Results: In this study, the platelet to lymphocyte ratio (PLR), lymphocyte to monocyte (LMR), systemic inflammation response index (SIRI), prognostic nutritional index (PNI), systemic immune-inflammation index (SII), modified systemic inflammation score (mSIS), fibrinogen and neutrophil to lymphocyte ratio score (F-NLR), ratio of Alb to Fib (AFR), and ratio of Fib to pre-Alb (FPR) were all related to the RFS of the patients in both discovery and validation cohorts, however, only the LMR, SIRI, PNI, mSIS, F-NLR, AFR and FPR remained independent predictors for RFS in multivariate analysis. Both the C-index of the FPR (0.629 for 36 months) and the areas under the time-dependent receiver operating characteristic (ROC) curves (0.625 for 12 months, 0.641 for both 24 and 0.637 months) showed that it was superior to the other inflammation-based prognostic scores for predicting the RFS of stage II–III surgical CRC patients. Moreover, elevated FPR was significantly associated with unsatisfactory RFS regardless of TNM stage and primary tumor location. Stage II low FPR patients showed the best RFS regardless of chemotherapy. The better RFS was observed in chemotherapy-treated stage II high FPR patients than those without the treatment, and the outcomes of patients with treatment of XELOX, capecitabine and XELOX were superior to the other regimens to treat patients in stage III low- and high-FPR populations, respectively.
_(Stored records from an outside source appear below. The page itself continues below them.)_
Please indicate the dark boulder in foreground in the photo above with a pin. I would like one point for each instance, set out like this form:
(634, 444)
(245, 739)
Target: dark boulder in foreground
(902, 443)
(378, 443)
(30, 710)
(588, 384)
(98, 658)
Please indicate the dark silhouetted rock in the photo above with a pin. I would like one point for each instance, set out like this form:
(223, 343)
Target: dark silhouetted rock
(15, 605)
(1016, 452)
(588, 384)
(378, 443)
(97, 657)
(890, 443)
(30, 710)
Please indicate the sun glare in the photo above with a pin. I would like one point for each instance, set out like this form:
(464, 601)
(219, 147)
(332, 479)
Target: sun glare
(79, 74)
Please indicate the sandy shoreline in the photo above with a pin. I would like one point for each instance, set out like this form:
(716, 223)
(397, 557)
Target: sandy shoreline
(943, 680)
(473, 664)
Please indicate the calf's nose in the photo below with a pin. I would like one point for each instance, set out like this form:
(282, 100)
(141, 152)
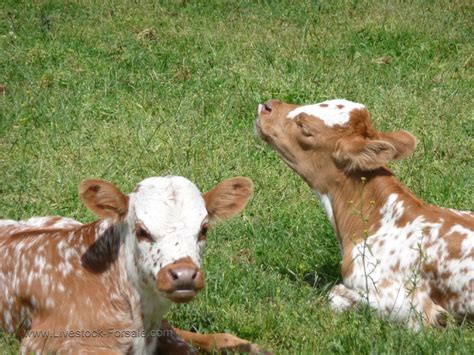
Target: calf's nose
(184, 277)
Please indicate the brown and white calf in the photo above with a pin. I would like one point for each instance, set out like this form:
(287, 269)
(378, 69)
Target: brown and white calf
(99, 287)
(407, 259)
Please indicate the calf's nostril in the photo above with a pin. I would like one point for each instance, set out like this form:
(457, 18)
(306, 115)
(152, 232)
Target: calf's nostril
(173, 275)
(268, 106)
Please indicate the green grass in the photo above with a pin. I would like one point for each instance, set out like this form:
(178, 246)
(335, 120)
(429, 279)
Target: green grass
(88, 96)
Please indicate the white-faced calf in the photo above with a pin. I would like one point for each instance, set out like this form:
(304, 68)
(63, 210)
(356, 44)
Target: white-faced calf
(114, 278)
(409, 260)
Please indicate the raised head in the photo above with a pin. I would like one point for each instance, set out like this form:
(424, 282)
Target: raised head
(167, 219)
(322, 141)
Additionally, the carcinoembryonic antigen (CEA)-FPR combined score one (adjusted HR=2.764, 95% CI=2.129– 3.589) and two (adjusted HR=3.543, 95% CI=2.317– 5.420) were extremely associated with RFS of these patients, and the predicted AUC of the combined score for 12, 24 and 36 months were 0.657, 0.657 and 0.653 in stage II–III patients, which were superior to the single CEA and FPR, respectively.
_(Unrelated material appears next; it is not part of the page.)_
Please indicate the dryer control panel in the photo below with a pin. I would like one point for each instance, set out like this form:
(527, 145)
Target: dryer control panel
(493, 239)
Conclusion: In conclusion, FPR is superior to the other inflammatory biomarkers as a useful recurrence indicator in stage II–III surgical CRC patients in terms of prognostic ability; it helps to choose the effective chemotherapy regimen and to increase the predicted efficacy of CEA and the combined CEA and FPR score could effectively predict recurrence of the patients.



中文翻译:

癌症诱发的炎症生物标志物在预测 II-III 期结直肠癌患者可治愈切除术后早期复发中的作用

背景:冒烟的癌症相关炎症会减弱化疗效果,并导致结直肠癌 (CRC) 患者的结果不令人满意。据报道,各种基于炎症的生物标志物可以预测疾病的存活率,但是,目前尚不清楚哪种基于炎症的生物标志物最好。本研究的目的是比较这些生物标志物的预后作用,并为 II-III 期 CRC 根治性手术患者的复发后生存建立优越的生存评分。
患者和方法:在发现和验证队列中检测到术前外周中性粒细胞、淋巴细胞、单核细胞、血小板、血清白蛋白 (Alb)、前白蛋白和血浆纤维蛋白原 (Fib),其中包括 1533 名 II-III 期手术 CRC 患者。我们计算并比较了 14 种基于炎症的生物标志物,用于预测 II-III 期 CRC 患者的无复发生存期 (RFS)。
结果:在本研究中,血小板与淋巴细胞比率(PLR)、淋巴细胞与单核细胞(LMR)、全身炎症反应指数(SIRI)、预后营养指数(PNI)、全身免疫炎症指数(SII)、改良全身炎症评分(mSIS) )、纤维蛋白原和中性粒细胞与淋巴细胞的比率评分 (F-NLR)、Alb 与 Fib 的比率 (AFR) 以及 Fib 与前 Alb 的比率 (FPR) 均与发现和验证队列中患者的 RFS 相关然而,在多变量分析中,只有 LMR、SIRI、PNI、mSIS、F-NLR、AFR 和 FPR 仍然是 RFS 的独立预测因子。FPR 的 C 指数(36 个月为 0.629)和时间相关接受者操作特征 (ROC) 曲线下面积(12 个月为 0.625,24 个月和 0 个月均为 0.641。637 个月)表明,它在预测 II-III 期手术 CRC 患者的 RFS 方面优于其他基于炎症的预后评分。此外,无论 TNM 分期和原发肿瘤位置如何,升高的 FPR 都与不满意的 RFS 显着相关。无论化疗如何,II 期低 FPR 患者均表现出最佳 RFS。在接受化疗的 II 期高 FPR 患者中观察到比未接受治疗的患者更好的 RFS,并且接受 XELOX、卡培他滨和 XELOX 治疗的患者的结局优于其他方案治疗 III 期低和高 FPR 患者的患者FPR 人群,分别。此外,癌胚抗原 (CEA)-FPR 综合得分为 1(调整后的 HR=2.764,95% CI=2.129-3.589)和 2 分(调整后的 HR=3.543,95% CI=2.317-5。
结论:总之,就预后能力而言,FPR 在 II-III 期手术 CRC 患者中作为有用的复发指标优于其他炎症生物标志物;有助于选择有效的化疗方案,提高CEA的预测疗效,联合CEA和FPR评分可以有效预测患者的复发。